Celebrating Elmet as a Creative Source: A Ted Hughes Birthday Poetry Reading
The Dusty Miller, Mytholmroyd
Sunday 17th August at 7:30
To mark Ted Hughes’ birthday, join us to hear four dynamic poets in his native Mytholmroyd. Located in the North of England, their work responds to landscapes that echo the Calder Valley and Hughes’ framing of it as Elmet.
A free event in our ‘Poetry and Community’ programme. Donations will contribute to the Elmet Trust
Tom Branfoot is Poet in Residence at Manchester Cathedral and has recently been nominated for the Forward Prize for Best Single Poem – Written. He won a Northern Debut Award for Poetry in 2024, the New Poets Prize 2022 and organises the More Song poetry reading series in Bradford. Tom is the author of This Is Not an Epiphany (Smith|Doorstop) and boar (Broken Sleep Books) and his debut collection Volatile is forthcoming next year with the 87press.
Becca Drake is a poet, educator, and printer based in York. They have a PhD in English and Icelandic late-medieval poetry, and her/their academic research explores lived landscapes of the medieval sea, the blue humanities, and medieval poetry as a tool for exploring affective relationships with landscapes of contemporary water crisis. Becca edits and prints experimental letterpress poetry pamphlets under the name Little Hirundine and their collection Unstill Landscapes was recently published by Guillemot.

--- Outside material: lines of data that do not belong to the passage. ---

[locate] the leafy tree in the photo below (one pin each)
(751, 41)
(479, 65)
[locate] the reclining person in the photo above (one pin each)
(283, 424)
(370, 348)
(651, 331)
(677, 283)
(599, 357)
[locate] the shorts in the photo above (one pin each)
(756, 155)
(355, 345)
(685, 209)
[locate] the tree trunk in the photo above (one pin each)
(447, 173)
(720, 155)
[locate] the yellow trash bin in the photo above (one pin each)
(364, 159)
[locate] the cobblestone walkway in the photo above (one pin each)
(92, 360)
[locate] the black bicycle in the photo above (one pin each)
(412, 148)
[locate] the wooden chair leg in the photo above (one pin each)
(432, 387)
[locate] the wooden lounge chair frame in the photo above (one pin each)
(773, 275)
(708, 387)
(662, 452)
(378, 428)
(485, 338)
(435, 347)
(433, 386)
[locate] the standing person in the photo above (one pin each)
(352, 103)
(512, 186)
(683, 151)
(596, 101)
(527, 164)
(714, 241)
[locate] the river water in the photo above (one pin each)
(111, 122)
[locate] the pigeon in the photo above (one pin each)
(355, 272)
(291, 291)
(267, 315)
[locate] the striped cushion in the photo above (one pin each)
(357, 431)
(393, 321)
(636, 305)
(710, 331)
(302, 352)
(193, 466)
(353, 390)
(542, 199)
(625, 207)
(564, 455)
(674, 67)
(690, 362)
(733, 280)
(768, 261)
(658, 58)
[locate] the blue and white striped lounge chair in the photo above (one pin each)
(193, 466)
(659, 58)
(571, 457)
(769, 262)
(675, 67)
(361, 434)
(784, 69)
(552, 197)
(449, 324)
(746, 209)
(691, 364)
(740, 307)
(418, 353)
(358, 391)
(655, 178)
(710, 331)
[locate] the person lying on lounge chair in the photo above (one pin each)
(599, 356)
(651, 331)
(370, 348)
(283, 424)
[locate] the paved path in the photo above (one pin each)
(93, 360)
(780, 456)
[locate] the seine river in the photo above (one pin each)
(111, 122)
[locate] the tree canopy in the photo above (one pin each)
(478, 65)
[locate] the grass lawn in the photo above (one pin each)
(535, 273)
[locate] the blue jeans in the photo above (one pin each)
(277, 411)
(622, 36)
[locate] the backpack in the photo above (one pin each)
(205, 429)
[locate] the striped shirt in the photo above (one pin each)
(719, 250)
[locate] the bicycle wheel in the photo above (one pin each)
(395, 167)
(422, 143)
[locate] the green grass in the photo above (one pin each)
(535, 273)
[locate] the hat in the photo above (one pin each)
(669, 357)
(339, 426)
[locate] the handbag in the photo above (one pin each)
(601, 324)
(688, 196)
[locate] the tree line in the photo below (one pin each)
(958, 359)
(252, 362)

Antony Rowland is Professor of Modern and Contemporary Poetry at Manchester Metropolitan University. He has published four poetry collections: The Land of Green Ginger (Salt, 2008), I Am a Magenta Stick (Salt, 2012), M (Arc, 2017) and Caldebroc (Arc, 2023). He was awarded the Manchester Poetry Prize in 2012 and received an Eric Gregory Award in 2000.

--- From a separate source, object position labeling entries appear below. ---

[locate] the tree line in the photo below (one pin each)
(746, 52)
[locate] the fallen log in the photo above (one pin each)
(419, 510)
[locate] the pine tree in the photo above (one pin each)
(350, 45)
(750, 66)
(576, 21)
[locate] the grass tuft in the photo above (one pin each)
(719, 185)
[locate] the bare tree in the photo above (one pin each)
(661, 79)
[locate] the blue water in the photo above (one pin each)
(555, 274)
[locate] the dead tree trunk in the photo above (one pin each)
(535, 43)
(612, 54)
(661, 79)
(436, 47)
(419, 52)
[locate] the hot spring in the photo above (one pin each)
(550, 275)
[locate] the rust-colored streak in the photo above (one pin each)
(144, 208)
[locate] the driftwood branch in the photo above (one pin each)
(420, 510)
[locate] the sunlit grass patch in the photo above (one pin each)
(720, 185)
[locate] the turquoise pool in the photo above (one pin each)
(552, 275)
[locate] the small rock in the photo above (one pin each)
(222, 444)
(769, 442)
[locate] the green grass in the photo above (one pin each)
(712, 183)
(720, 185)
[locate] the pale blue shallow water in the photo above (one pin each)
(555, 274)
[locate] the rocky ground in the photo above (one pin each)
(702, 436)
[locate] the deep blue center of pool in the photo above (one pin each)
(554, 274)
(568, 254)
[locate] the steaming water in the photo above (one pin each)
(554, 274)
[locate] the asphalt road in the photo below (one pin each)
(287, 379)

David Mullin is a much-valued Elmet Trust volunteer, an archaeologist and writer. He recently completed a residency focussed on the poetry of archaeologist Jacquetta Hawkes at the University of Bradford, and has work published in Apocalyptic Landscape: Poems from the Expressionist Poetry Workshop, Elsewhere: A Journal of Place, Where Meadows, The Prose Poem and Channel Magazine.